However, the reason it feels necessary to explore this seemingly frightful area, is the fact that a growing consensus is essentially building on the left and the right, around the idea that imports hurt the U.S. Certainly the evening news has sounded rather protectionist for a long time. As a person who needs to be able to make a dollar stretch, and really appreciates the fact that low income countries often provide goods I can afford - "cheap" goods that local economies sometimes like to "hold their noses" over, all I can say is uh-oh. But let's look at some of the "evidence", as this latest article from Nancy Folbre at the NYT (could be gated) in "The Free Trade Blues" points out:
A growing body of research points to the adverse trade effects of lowered trade barriers on manufacturing workers and their communities. Whether or not the losses are beginning to outnumber the winners, free trade is increasing the economic distance between the two. Many economists continue to believe that increased foreign trade is a rising tide that will eventually lift all boats...Folbre adds that interpretations of trade theory now challenge the rising tide view, and cites a recent study (lots of options - YouTube link here). However, if this is true, here's my first thought: if indeed comparative advantage does not work as stated, what on earth does? For a dunce like myself, comparative advantage is about as basic as it gets. In a recent post I discussed the breakdown of the old consensus and why it is so hard for some on the left to be on the "losing" end - understandably so. But wishing the previous (political/social) consensus wouldn't go away - and then trying to block economic access to newer formations of production only makes things worse. Yes, there are lots of "holes" in the ocean bed that keep a rising tide from happening, but it's not the imports that are the problem.

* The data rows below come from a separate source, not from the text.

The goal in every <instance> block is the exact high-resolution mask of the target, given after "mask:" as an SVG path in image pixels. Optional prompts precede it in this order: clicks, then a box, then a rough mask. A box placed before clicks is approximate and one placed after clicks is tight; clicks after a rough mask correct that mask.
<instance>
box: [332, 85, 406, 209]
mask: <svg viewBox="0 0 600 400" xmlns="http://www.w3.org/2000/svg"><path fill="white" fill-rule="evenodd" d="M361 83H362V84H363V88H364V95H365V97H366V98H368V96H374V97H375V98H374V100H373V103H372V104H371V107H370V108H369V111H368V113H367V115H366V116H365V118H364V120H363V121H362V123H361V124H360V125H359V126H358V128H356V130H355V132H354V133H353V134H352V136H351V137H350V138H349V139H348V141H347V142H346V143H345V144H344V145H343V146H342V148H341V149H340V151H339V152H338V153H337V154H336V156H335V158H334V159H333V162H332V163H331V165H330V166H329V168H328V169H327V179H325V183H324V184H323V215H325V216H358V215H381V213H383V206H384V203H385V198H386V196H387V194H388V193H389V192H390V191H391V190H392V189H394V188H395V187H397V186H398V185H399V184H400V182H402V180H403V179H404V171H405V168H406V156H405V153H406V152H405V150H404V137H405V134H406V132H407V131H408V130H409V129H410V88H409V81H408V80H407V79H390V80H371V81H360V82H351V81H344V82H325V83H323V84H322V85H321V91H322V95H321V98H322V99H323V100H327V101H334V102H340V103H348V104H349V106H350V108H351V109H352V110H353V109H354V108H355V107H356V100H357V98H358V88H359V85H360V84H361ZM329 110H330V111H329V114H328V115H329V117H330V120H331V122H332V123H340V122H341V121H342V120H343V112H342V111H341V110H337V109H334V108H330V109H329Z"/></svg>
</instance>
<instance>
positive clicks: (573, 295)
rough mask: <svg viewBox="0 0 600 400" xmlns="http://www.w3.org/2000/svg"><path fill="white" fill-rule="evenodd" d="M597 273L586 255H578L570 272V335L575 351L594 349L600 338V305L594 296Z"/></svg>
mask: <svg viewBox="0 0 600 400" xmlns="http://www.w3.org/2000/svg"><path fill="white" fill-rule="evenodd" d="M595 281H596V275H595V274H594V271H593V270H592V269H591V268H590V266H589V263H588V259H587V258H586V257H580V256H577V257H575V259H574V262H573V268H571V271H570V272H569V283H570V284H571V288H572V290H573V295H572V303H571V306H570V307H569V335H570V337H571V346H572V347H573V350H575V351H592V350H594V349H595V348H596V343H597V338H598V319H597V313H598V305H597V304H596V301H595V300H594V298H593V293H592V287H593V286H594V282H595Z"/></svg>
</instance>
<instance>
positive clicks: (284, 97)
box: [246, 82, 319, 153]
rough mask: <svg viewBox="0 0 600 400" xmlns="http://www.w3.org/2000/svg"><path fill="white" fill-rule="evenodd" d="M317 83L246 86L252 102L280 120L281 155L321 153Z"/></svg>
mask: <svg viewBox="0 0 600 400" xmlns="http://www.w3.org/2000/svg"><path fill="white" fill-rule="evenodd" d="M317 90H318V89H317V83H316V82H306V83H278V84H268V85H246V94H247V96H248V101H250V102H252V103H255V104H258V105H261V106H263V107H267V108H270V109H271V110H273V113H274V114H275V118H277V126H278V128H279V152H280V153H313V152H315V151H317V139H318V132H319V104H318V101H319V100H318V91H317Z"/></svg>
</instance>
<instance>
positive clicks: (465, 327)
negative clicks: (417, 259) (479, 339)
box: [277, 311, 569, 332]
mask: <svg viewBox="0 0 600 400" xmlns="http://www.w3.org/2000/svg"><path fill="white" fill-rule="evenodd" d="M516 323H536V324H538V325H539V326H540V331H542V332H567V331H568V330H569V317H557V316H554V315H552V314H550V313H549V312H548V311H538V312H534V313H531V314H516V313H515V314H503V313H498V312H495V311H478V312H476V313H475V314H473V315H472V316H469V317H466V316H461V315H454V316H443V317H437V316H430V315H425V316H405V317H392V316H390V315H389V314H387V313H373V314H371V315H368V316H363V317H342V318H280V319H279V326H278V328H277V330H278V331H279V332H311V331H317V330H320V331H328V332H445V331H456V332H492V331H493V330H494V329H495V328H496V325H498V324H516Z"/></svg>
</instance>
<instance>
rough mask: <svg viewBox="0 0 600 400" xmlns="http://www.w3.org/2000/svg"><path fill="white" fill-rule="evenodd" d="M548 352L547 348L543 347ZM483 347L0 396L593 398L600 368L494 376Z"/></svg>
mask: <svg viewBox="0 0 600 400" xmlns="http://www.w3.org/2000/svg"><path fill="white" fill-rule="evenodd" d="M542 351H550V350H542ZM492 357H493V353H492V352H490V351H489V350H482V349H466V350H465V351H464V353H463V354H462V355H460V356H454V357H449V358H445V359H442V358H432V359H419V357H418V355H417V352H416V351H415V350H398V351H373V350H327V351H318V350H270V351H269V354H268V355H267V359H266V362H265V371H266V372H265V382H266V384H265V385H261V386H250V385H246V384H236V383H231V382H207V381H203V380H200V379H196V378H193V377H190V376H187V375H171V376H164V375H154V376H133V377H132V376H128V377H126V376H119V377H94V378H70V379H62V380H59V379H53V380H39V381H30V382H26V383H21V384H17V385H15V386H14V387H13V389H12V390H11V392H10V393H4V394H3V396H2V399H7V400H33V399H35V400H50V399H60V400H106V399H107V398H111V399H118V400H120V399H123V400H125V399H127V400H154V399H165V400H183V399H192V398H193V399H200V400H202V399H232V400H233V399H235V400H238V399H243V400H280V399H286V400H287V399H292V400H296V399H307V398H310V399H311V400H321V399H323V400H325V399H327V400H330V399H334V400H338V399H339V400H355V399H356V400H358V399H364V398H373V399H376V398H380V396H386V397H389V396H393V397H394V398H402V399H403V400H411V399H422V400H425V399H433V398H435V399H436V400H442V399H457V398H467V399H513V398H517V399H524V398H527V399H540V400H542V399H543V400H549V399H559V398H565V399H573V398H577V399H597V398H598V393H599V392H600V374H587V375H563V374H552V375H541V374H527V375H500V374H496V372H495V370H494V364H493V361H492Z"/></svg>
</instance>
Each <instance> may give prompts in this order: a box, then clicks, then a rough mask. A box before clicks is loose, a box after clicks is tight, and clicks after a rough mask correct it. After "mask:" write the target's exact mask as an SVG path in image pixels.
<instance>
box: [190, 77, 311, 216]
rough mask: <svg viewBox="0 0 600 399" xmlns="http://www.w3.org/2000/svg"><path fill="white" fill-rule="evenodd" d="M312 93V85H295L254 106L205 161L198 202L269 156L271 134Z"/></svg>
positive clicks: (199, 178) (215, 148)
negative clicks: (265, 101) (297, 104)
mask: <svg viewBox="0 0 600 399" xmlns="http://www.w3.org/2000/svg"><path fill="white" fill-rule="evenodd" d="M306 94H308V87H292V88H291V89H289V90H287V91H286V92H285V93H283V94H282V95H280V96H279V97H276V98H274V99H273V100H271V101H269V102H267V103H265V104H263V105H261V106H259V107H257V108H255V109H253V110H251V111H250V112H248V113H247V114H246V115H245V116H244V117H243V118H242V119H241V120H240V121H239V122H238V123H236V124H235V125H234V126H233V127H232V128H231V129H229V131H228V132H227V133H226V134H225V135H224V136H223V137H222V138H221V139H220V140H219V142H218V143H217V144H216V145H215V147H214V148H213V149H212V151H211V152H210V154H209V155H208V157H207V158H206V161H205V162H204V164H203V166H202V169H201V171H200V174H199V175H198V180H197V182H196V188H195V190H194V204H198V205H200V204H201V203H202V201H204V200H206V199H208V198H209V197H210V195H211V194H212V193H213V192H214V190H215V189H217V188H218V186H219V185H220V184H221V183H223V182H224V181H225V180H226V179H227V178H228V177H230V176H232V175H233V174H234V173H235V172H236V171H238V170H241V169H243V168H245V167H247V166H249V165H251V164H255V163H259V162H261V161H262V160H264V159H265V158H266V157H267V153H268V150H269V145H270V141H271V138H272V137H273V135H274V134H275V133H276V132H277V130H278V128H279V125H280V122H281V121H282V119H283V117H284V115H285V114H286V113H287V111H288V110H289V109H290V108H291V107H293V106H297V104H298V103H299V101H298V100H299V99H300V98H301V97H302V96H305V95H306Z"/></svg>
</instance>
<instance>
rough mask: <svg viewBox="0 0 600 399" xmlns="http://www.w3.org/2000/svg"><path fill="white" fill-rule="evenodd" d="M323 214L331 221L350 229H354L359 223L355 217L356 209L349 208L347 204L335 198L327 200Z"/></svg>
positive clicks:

For me, the "holes" exist in large part because of time utilization differences we create between ourselves at the most basic levels - which can never be correspondingly filled by one another's time as a result. Because we scramble to give our time to others and yet still come up with negative effects, we remain on a negative infinity path. We keep trying to rearrange wealth to fill the holes but because of the negative infinity, the tide never gets a chance to rise.
Also - in spite of myself - I have to follow the "get rid of international competition" to its logical conclusion: where, exactly, do we "draw the line" and happily revert back to "earlier" forms and times of production? Does that actually leave time for the pursuits of the mind, i.e. the most valuable aspect of all the creation of tangible wealth? Do we all discuss the mysteries of life while we sit on the porch stoop and shell the peas? While I enjoy "slow" production as much as anyone, and so leave time for it whenever possible, I have little doubt I would "chafe at the bit" if that became the primary life option left to me. Hint - whenever we want to go "back in time", something to consider first: aggregate realities of inclusivity.
Let's consider that aggravating hole filling problem. As long as older, more labor intensive definitions of manufacturing remained local, it was possible to fill many holes with this additional wealth. But as it slowly disappeared, local economies were faced with the need to maintain definitions of wealth as they had previously emerged, in order to continue funding services. The only way to do this - seemingly - was to take much of the negotiable or choice factor out of environment options to maintain an appropriate tax base. In the process, "productive" investment came to be identified more with passive forms of investment (the local mandates of Neanderthal low tech environment) and less with speculative investment, as before.
Just the same, those speculative investments (that often "heart" global cheap goods) tended more towards what was not government backed. Which also meant they didn't have the government inflated price tag: hence proved more dynamic than such "spurious" and "cavalier" spending might have seemed. This last thought is also a quick take on Jonathan Finegold's post on productive versus speculative investment, and my readers know that I often look at these in terms of passive (non tradable) goods or the active tradable goods of globalization. I also consider equal time service arbitrage as a potential active tradable good, instead of acting as a drag in its present passive role. Today, services are the mirror image of the much maligned, interest on reserve backed rendition of Neanderthal living and working environments.
Something important needs to be stressed about the broken consensus between the so called "makers and takers", icky though that phrase may be. They certainly are not happy with one another, these denizens of left and right, but they are still very much married to one another and do not really know how to break the chain. In their effort to maintain wealth as much of its dynamic aspects left for more affordable shores, they propped up even further the very environment that economic dynamism was forced to abandon. Through the valuations of the most engaged participants, the stage was set for the services that could flow from the agreed upon definition of wealth. IOR is in a sense the agreement, the "chain" between left and right, who forgot that dynamism was born of the efficiency that included the most economic actors possible.
Before wrapping up this post, I should add that I (somewhat) reluctantly supported interest on reserves initially as a stopgap solution. However, I believe that it needs to be phased out over time as local economies find ways to return to more sustainable and inclusive means of economic activity. That includes acknowledging the gains of globalization (granted, not all financial was beneficial here...) where they actually exist - the creation of product which makes greater economic inclusion possible. To be able to phase IOR out over time would also make clear what the benefits of nominal targeting actually are. Without the overhang of IOR, one has a real chance to ascertain what different consumption paths between upper and lower income might actually consist of. Local economies would not only be able to follow through on new paths, they could once again embrace comparative advantage in the process of doing so.